For four generations, Portz family life has focused around a quaint, red-brick farmhouse and the fertile fields beyond, ready for early harvest after this summer’s high heat.
Soon, the family will pull its last potato and final spike of grain from the rich Immerath soil.
Big coal is coming to replace their agrarian way of life.
The Portz matriarch puts on a brave face as she folds laundry in her flower-packed yard, the ground strewn with toys.
“It’s always jolly here,” Christiane Portz told the Thomson Reuters Foundation, interrupted by a chatter of grandchildren who make noisily for the stable.
The singsong voices, the spill of toys – everything will go when the home is bulldozed and replaced with a vast coal mine.
Immerath, once a small village of 1,200 in Germany’s western frontier, host to both farms and industry, has fallen quiet.
The Portz family is one of the last households still in situ; they live among piles of rubble after neighbouring families were resettled 12 k west at New Immerath.
Roughly 1.3 billion tons of lignite – a soft coal – were discovered long ago under the village and its surrounding land in Germany’s North Rhine Westphalia state. Few locals took the threat seriously, so life continued until development of the mine became reality and villages were lined up for destruction.
Immerath is one of the last to make way for the expansion of Garzweiler opencast mine, which is run by giant German energy provider RWE, supplying one third of Germany’s overall power.
Once Garzweiler is finished, 20 villages will have gone.
Under the scheme, some 5,000 people will be forced to move, compensated with either a new house or cash. RWE says almost half of locals just take the money.
“Our expectation is that Garzweiler will be open until the middle of the century,” RWE press officer Guido Steffen told the Thomson Reuters Foundation. “Germany is making radical changes, but even in the long run, in order to provide energy, we can’t forgo conventional power plants.”
Once finished, the company website says the mine will cover an operating surface of about 32 sq km. The size of the approved mining field is 114 sq km, it says.
The plan to expand was no shock for locals.

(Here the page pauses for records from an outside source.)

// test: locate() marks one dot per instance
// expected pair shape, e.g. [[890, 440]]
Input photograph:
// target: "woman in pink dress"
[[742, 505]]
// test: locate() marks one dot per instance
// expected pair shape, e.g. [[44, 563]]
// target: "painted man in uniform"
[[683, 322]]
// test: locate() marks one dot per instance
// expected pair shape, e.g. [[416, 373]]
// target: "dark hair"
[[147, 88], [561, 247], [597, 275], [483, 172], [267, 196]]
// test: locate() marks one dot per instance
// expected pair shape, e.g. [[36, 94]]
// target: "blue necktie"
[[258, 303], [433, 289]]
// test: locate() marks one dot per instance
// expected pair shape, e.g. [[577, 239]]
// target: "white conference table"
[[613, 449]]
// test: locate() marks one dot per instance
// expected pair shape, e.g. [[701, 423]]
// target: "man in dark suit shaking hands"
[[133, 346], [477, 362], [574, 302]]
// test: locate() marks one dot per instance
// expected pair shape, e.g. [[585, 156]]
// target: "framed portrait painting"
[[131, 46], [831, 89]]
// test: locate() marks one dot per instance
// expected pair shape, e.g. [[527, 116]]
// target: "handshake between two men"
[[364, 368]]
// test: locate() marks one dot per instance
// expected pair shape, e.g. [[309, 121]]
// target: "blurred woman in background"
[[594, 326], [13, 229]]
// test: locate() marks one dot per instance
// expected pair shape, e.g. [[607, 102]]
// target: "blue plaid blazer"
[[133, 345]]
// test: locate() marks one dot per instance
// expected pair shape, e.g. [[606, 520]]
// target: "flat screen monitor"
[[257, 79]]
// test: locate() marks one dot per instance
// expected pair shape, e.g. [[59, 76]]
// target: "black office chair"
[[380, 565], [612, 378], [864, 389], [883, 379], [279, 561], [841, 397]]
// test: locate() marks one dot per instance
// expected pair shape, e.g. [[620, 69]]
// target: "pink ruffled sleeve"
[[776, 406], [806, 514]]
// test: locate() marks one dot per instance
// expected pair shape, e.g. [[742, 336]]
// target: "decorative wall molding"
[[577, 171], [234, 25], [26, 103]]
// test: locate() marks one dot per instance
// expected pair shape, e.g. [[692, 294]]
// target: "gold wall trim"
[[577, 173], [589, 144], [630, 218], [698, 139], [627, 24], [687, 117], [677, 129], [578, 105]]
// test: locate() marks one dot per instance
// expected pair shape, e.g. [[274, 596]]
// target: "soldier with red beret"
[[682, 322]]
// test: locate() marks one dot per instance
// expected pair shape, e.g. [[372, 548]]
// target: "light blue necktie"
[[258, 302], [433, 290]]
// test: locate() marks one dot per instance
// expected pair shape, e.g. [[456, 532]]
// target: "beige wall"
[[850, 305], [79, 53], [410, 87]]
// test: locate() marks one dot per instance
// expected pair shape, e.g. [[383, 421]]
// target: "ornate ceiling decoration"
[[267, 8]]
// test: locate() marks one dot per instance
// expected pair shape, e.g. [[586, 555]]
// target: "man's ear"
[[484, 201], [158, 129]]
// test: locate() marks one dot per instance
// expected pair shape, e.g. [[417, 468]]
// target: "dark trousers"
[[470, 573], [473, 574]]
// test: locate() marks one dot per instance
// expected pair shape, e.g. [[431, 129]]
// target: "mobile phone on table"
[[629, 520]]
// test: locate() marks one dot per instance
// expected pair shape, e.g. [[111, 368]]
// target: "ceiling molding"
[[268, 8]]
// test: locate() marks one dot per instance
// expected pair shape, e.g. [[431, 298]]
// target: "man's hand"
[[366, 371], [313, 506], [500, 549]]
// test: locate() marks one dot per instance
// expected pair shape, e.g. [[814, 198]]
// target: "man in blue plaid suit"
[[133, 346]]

It was back in the 1960s when nearby villages first made way for coal extraction, despite loud community protests, and protesters say the march of commerce over community continues nationwide.
Germany’s Environmental Agency says the Federal Mining Act prioritises the extraction of raw materials over the interests of the common good.
Since 1945, hundreds of villages yielded to a growing need for energy, with 40 percent of Germany’s power coming from coal.